The multiple alignment of the 6-TMH core of the rhomboid family (Fig. 1) was employed to construct a phylogenetic tree using the least-square algorithm with subsequent optimization using the maximum likelihood method (see Materials and Methods). Only the conserved regions including the TMH and short adjacent stretches shown in Figure 1 were used as the input for tree building, whereas the poorly conserved intervening regions were omitted to avoid the noise from potentially misaligned residues. The resulting phylogenetic tree of the rhomboid family presents a complex and unexpected picture (Fig. 2). Neither the eukaryotic nor the archaeal subsets of the family appear to form monophyletic clades. Instead, the eukaryotic rhomboids are split between two major subfamilies, which are positioned in the midst of different prokaryotic branches (Fig. 2). The first subfamily, which includes 6 of the 7 Drosophila rhomboids, clusters with a distinct prokaryotic assemblage, which consists primarily of Gram-positive bacteria as well as a subset of archaeal rhomboids; this clade is strongly supported by bootstrap analysis (Fig. 2). The proteins in this group of eukaryotic rhomboids, which we designated the RHO-subfamily, typically have an extra TMH added C-terminally of the 6-TMH core; some of these proteins also contain EF-hand Ca-binding domains N-terminally of the core (Fig. 2).

Figure 2
figure 2

Phylogenetic tree of the rhomboid family. The sequences and their regions used for the construction of the tree are exactly those shown in Fig. 1. The color coding and abbreviations are as in Fig. 1. The two major eukaryotic subfamilies are denoted as RHO and PARL (see text) and four clusters containing unexpected, from a phylogenetic viewpoint, sets of species are denoted 1-4. Although the tree is shown in a rooted form for convenience, this is an unrooted tree; in particular, the placement of the "root" in the midst of the PARL subfamily is arbitrary. Internal nodes with at least 70% RELL bootstrap supported are denoted by circles. Domain architectures are connected to the respective proteins by brackets or by lines. The domain key is shown in the bottom of the figure.

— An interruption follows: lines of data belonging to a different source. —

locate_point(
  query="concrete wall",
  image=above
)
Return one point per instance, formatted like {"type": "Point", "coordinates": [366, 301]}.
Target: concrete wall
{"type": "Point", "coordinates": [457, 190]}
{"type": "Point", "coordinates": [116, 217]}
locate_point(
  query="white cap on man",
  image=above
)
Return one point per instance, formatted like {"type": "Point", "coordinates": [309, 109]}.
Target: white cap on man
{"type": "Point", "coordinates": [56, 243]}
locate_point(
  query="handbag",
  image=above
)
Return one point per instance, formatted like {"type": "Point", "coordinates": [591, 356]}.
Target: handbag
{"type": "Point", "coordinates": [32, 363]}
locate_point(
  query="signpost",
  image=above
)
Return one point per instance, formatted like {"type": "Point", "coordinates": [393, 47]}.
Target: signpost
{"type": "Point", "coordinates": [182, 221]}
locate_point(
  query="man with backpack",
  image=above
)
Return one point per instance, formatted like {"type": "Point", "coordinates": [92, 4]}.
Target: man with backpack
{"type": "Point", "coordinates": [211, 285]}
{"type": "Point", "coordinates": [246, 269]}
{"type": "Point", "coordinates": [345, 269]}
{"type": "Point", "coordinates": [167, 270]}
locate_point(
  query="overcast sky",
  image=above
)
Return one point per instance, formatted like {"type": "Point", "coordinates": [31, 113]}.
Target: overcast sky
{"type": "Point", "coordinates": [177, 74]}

The second eukaryotic subfamily, which we designated the PARL-subfamily, after presenilin-associated rhomboid-like protein (PARL), the human ortholog of Drosophila Rhomboid 7 [6], resides within a large, heterogeneous prokaryotic cluster (Fig. 2). Within this subfamily, PARL and its orthologs from other animals and fungi, have a distinct domain architecture, with an extra TMH added to the N-terminus of the core, whereas the rest have only the core (a C-terminal TMH and a ubiquitin-associated domain are appended in one Arabidopsis protein; Fig. 2). Thus, the existence of two distinct subfamilies of eukaryotic rhomboids is supported by features of domain architectures that appear to comprise shared derived characters. Within these two major eukaryotic subfamilies, evolution apparently proceeded via both ancient and more recent duplications. Several lineage-specific expansions of paralogs [21] are noticeable, in insects, mammals and plants (Fig. 2).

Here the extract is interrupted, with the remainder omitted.